Indian equity benchmarks concluded the trading session on January 2 at unprecedented highs, extending their gains for the second consecutive week. The Nifty 50 index not only closed at a record level but also registered a new all-time intraday high of 26,340. Similarly, the BSE Sensex surged, reflecting strong investor sentiment supported by stable domestic macroeconomic fundamentals.
At the closing bell, the Sensex was up 573.41 points, or 0.67%, settling at 85,762.01. The Nifty 50 advanced by 182 points, or 0.70%, to close at 26,328.55. The positive momentum was widespread, with market breadth firmly in favour of advancers. Approximately 2,527 shares advanced, while 1,347 shares declined, and 135 remained unchanged.
The rally was not confined to the main indices. Broader markets also demonstrated significant strength, outperforming the benchmarks. The Nifty Midcap index gained 1%, hitting a new high, while the Nifty Smallcap index rose by 0.7%. This indicates robust participation from across the market spectrum.

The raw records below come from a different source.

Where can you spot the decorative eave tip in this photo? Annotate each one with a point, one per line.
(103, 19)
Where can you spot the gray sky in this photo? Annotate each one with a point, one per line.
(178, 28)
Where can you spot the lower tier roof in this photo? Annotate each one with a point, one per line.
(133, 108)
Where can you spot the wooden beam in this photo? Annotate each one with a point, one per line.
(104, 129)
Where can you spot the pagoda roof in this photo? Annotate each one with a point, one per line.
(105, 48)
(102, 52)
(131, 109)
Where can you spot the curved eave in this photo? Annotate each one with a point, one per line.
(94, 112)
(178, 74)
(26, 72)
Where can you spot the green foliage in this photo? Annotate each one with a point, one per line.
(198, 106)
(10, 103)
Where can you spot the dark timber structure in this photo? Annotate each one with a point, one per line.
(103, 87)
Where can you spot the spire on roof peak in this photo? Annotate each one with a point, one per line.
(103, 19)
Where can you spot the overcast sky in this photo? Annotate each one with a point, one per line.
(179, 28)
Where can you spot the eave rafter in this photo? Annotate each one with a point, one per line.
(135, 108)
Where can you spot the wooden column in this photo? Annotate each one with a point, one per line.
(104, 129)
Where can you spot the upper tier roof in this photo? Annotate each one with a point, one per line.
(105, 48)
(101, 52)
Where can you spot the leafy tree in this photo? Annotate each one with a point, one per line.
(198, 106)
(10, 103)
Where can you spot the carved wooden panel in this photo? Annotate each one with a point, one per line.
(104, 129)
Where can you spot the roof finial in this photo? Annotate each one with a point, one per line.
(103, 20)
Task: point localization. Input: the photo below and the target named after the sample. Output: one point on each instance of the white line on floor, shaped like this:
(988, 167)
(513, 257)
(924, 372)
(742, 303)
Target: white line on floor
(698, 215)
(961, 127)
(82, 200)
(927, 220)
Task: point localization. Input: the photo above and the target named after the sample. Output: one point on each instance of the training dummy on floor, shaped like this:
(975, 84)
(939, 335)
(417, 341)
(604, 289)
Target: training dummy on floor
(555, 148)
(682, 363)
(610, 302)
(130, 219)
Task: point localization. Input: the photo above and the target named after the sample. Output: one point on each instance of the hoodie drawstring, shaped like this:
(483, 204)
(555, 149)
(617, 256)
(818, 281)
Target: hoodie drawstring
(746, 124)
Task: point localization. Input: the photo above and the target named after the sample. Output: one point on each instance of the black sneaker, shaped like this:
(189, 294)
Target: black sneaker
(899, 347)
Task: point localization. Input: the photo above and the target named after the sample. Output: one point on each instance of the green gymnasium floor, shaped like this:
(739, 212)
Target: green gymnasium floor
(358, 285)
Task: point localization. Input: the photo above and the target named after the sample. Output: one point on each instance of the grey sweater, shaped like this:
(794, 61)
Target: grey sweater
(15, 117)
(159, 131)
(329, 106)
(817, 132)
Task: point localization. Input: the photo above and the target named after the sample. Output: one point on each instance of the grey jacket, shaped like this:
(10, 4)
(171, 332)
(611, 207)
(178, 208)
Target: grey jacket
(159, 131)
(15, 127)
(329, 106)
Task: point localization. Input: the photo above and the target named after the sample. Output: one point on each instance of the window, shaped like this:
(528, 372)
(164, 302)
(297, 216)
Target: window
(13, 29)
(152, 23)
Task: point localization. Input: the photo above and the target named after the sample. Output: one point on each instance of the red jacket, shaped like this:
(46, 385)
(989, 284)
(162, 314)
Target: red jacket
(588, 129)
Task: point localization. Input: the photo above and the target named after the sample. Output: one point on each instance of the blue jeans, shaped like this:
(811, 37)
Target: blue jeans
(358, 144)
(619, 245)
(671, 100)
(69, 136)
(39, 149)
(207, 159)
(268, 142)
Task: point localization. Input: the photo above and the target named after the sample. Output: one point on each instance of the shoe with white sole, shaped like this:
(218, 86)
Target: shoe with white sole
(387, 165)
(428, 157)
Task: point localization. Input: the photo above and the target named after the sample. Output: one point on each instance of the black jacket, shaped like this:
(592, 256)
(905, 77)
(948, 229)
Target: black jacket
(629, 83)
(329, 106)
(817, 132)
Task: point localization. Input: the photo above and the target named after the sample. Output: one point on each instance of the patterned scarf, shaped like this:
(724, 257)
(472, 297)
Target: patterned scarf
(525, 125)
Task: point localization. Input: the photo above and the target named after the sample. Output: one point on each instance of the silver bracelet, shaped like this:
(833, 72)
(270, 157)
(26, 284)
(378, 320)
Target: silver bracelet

Sectoral performance was overwhelmingly positive. All major sectoral indices ended in the green, with the exception of the Nifty FMCG index, which fell by approximately 1.19%. The top-performing sectors included Nifty Auto, Metal, Capital Goods, Media, Realty, Consumer Durables, Power, and PSU Bank, all of which gained between 1% and 2%. The Nifty Bank index also achieved a new record intraday high of 60,203.75 before closing at 60,150.95, a gain of 0.74%.
Several individual stocks were in focus due to corporate developments and market momentum. Nearly 180 stocks, including Coal India, Hindalco Industries, TVS Motor Company, and Bank of Baroda, touched their 52-week highs.
The top gainers on the Nifty 50 were led by Coal India, which surged 6.85%. Other significant gainers included NTPC, Hindalco, Trent, and Jio Financial.
On the other hand, the primary laggard was ITC, which fell nearly 4% after Morgan Stanley downgraded the stock to ‘equal-weight’. Other losers included Nestle, Axis Bank, Kotak Mahindra Bank, and Shriram Finance.
Market analysts maintain a bullish outlook for the near term, citing strong technical indicators. The recent price action suggests a continuation of the upward trend.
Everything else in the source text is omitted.